Comments on GA4GH Data Sharing Draft

June 30, 2014

The following is a copy of our comments as submitted through the online interface at genomicsandhealth.org.

These comments pertain to the International Code of Conduct for Genomic and Health-Related Data Sharing – DRAFT # 6, produced by the Regulatory and Ethics Working Group of the Global Alliance for Genomics and Health. That draft document can be found at this URL: http://genomicsandhealth.org/our-work/work-products/international-code-conduct-genomic-and-health-related-data-sharing-draft-6

Our most important points are the first two. The first suggests an explicit mandate to inform individuals, families, and communities regarding identifiability of their data. The second suggests individuals, families, and communities from whom data is derived also be considered as potential data sharing recipients.

These comments come from the following Personal Genome Project (PGP)-associated contributors:

  • Misha Angrist (PersonalGenomes.org Board Member)
  • Madeleine P Ball (PGP Harvard, Director of Research & PersonalGenomes.org staff member)
  • Stephan Beck (PGP United Kingdom, Director)
  • Jason R Bobe (PersonalGenomes.org Executive Director & PGP Harvard, Director of Community)
  • Michael F Chou (PGP Harvard, Director of Human Subjects Research)
  • George M Church (PGP Harvard, Principal Investigator & PersonalGenomes.org President)
  • Preston W Estep (PGP Harvard, Director of Gerontology and Director of Collections)
  • Rifat Hamoudi (PGP United Kingdom, Computational Analysis and Development Leader)
  • Ryan Phelan (PersonalGenomes.org Board Member)
  • Jane Kaye (PGP United Kingdom, Ethics and Social Implications Leader)
  • Jeantine E Lunshof (PGP Harvard, Ethics Consultant)
  • Michelle N Meyer (PersonalGenomes.org Board Member)
  • Stephen W Scherer (PGP Canada, Principal Investigator)
  • Alexander Wait Zaranek (PGP Harvard, Director of Informatics)

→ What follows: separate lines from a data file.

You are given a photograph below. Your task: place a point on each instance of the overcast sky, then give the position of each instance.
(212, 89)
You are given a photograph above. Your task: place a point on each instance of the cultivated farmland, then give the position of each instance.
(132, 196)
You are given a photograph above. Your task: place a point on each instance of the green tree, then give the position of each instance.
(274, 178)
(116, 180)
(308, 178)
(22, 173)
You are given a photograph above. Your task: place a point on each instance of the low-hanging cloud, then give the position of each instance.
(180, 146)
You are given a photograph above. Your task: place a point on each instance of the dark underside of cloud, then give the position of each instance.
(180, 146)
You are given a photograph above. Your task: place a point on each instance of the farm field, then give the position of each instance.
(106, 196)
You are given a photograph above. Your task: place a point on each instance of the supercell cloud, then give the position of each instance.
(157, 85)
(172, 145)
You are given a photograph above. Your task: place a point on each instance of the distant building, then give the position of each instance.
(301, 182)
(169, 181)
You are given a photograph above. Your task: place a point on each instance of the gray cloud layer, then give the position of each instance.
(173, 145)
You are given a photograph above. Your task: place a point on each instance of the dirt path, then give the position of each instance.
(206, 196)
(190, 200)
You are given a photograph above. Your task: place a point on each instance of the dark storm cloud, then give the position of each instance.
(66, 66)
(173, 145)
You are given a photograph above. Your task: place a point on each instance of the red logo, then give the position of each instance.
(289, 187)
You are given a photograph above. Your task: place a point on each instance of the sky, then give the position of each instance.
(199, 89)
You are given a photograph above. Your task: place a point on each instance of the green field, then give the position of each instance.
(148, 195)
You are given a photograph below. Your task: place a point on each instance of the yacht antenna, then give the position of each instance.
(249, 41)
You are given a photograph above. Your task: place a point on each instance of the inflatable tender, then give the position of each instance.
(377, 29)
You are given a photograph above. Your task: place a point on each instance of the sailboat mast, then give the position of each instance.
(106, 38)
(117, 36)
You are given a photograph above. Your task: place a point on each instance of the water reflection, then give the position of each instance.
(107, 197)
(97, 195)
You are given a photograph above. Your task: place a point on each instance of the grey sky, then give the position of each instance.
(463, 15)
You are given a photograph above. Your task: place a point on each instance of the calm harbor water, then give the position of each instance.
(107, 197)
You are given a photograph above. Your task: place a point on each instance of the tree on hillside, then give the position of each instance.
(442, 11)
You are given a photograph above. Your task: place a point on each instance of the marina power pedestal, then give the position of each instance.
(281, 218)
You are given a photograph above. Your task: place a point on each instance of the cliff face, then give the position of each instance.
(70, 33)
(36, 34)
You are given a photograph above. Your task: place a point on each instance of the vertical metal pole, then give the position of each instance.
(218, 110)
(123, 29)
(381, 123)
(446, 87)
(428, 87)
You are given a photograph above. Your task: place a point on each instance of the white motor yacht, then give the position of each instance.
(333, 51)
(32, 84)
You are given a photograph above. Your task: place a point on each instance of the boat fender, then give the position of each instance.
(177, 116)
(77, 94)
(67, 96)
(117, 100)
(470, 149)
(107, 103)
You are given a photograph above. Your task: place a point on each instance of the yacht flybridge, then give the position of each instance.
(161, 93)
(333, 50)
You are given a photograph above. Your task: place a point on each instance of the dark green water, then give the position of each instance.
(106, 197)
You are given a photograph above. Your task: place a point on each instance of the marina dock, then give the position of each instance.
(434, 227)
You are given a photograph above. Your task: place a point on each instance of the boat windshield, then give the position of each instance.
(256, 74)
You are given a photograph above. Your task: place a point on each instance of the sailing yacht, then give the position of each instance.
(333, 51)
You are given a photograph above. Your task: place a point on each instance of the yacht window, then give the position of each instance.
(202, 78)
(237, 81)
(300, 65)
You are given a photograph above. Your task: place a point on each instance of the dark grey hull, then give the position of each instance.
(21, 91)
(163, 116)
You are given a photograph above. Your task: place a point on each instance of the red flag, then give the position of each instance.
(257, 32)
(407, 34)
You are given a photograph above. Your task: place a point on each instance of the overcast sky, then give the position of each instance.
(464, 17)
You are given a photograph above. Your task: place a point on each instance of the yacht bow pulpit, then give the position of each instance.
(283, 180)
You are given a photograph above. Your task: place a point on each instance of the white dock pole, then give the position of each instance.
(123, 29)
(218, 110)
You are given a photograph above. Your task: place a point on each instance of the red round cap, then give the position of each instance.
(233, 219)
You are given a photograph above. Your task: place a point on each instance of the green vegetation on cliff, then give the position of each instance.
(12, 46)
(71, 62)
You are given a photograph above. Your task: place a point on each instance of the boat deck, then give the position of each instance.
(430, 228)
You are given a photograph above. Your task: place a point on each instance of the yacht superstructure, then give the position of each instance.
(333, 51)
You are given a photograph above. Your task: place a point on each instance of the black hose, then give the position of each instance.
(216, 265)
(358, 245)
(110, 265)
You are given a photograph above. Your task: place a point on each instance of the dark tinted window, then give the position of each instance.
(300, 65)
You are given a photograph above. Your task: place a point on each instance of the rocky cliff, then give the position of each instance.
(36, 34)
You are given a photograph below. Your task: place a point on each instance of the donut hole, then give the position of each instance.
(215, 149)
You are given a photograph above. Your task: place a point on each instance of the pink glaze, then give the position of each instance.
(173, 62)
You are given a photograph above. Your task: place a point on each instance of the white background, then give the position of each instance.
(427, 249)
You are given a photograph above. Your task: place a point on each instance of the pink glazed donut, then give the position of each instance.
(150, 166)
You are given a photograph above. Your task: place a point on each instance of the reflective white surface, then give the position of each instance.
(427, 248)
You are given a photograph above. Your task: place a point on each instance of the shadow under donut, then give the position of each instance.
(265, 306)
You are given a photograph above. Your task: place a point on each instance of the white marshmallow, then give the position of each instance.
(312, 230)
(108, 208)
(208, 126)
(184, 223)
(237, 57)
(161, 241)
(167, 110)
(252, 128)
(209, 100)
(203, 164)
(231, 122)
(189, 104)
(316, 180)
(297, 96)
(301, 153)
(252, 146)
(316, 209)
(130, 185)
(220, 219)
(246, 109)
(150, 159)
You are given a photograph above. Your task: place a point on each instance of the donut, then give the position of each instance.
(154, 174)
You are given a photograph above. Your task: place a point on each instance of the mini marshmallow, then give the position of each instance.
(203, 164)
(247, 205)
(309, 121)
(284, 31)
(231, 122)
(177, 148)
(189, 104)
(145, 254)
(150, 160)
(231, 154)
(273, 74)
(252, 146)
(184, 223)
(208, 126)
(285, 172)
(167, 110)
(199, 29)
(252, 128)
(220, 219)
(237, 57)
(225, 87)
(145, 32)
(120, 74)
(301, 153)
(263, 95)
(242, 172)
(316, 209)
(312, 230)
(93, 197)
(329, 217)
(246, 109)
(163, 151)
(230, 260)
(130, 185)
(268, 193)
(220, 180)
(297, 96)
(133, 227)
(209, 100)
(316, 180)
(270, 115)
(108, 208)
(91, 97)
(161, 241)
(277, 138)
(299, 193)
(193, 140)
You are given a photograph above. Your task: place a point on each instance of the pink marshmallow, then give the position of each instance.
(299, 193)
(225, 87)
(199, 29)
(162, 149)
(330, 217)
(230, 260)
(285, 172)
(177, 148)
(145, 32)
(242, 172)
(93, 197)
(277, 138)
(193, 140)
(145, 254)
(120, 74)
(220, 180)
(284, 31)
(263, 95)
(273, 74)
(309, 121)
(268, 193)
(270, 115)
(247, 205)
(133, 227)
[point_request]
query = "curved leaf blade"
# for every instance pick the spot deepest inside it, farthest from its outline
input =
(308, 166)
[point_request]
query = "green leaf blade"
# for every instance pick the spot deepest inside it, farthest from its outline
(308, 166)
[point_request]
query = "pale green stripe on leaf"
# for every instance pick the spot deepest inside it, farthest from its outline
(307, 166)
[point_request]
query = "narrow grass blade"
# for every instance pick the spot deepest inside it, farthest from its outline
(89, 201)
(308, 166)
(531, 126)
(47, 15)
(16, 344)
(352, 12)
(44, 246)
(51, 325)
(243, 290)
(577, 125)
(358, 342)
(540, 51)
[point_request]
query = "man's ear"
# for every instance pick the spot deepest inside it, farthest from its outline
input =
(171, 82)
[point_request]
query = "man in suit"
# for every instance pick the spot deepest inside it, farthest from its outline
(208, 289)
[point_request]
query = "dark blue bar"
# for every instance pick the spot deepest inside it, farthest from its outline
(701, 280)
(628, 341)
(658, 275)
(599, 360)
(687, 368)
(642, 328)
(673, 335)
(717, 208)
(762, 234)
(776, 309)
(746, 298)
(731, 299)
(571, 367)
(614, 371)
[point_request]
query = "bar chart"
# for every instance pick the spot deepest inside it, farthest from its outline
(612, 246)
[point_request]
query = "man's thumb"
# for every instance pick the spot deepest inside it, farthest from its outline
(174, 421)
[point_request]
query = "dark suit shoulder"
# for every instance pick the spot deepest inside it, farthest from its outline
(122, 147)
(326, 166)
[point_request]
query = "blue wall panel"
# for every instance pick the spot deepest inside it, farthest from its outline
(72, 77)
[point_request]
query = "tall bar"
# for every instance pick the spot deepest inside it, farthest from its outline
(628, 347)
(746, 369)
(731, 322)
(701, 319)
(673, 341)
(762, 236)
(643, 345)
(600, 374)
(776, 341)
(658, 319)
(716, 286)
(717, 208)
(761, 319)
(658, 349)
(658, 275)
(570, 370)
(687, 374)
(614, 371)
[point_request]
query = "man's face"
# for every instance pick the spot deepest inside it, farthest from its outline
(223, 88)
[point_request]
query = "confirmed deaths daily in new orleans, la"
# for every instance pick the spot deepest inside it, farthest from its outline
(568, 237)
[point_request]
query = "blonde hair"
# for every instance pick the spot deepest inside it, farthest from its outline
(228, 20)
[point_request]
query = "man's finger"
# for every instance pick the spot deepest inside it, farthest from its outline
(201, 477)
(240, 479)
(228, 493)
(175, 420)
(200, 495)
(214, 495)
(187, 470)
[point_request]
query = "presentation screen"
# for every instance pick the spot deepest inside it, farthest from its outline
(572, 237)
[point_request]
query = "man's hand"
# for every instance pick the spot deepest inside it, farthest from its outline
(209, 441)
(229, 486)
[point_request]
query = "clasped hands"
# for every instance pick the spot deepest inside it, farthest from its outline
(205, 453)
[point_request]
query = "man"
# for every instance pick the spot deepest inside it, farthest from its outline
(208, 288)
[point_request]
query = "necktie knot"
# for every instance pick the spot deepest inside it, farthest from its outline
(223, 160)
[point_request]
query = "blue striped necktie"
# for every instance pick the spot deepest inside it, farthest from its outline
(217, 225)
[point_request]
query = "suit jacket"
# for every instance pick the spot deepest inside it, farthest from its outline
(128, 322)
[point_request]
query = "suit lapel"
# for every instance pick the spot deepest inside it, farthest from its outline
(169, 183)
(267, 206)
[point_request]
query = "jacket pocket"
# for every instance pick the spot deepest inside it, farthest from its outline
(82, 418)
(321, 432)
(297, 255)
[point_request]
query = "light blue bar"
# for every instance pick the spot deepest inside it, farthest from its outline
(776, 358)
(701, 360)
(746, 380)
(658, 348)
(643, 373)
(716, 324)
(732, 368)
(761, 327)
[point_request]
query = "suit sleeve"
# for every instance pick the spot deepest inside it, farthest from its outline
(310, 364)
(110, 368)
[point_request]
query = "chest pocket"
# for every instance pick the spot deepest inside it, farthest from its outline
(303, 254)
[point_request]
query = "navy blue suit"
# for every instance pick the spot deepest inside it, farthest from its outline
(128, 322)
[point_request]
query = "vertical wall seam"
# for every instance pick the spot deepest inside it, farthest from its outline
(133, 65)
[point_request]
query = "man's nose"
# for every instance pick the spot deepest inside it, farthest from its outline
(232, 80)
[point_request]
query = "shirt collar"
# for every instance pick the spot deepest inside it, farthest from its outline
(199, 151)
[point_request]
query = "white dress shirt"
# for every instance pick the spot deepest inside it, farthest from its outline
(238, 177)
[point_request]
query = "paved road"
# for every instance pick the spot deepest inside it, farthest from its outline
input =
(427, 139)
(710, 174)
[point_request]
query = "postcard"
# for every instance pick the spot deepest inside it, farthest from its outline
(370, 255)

1. We strongly suggest explicitly stating participants be informed about identifiability.

(Section 4, Guidelines 4.2)

To respect individuals, families, and communities, and to foster trust and integrity, we strongly believe the foundational principles should mean that individuals, families, and communities be informed about the identifiability of data relating to them. In particular, participants should be informed of the inherent identifiability of an individual from their genome, or from genotype profiling of multiple loci in their genome. To make this clear, section 4.2 of the guidelines:

4.2 Informing individuals, families and communities about the use and exchange of data relating to them, depending on the nature of the data.

Could be changed to specifically mention identifiability:

4.2 Informing individuals, families and communities about the use and exchange of data relating to them, including its identifiability, depending on the nature of the data.

2. We strongly suggest reciprocal consideration of data sharing to and from individuals.

(Section 4, Guidelines 5.2)

To respect individuals, families, and communities, and to foster trust and reciprocity, we strongly believe the foundational principles should mean that individuals, families, and communities from whom data are derived also be considered as potential data sharing recipients. To reflect this, section 5.2 of the guidelines could be updated to also describe consideration of the risks of data sharing to/with individuals, families, and communities (in addition to on/about):

5.2 Considering the realistic harms and benefits of data sharing on individuals, families and communities, including opportunity costs.

To also state “with” individuals, families, and communities:

5.2 Considering the realistic harms and benefits of data sharing on and with individuals, families and communities, including opportunity costs associated with both sharing and not sharing.

Additional Recommendations

3. We suggest avoiding some terms with markedly variable legal meaning.
(Preamble & Section 1)

There are a couple of terms in the draft that have meanings that vary considerably depending on country and legal context. Because this document is intended to convey global policy, we suggest avoiding these terms and, if appropriate, replacing them with terms which avoid unintended or inconsistent legal interpretation.

The first of these is the phrase “moral interests”. One interpretation of this is as “moral rights”, a term that, to our knowledge, varies markedly in its legal meaning. While we recognize the phrase “moral interests” reflects language in Article 27 of the UDHR, we recommend possibly avoiding it to reduce divergent understandings of the meaning of this document.

The other phrase with variable legal meaning is the term “good faith”. As with “moral rights”, in some countries and legal contexts “good faith” has a concrete legal meaning and can be breached. In other contexts, it is an appeal for fair behavior with no legal force.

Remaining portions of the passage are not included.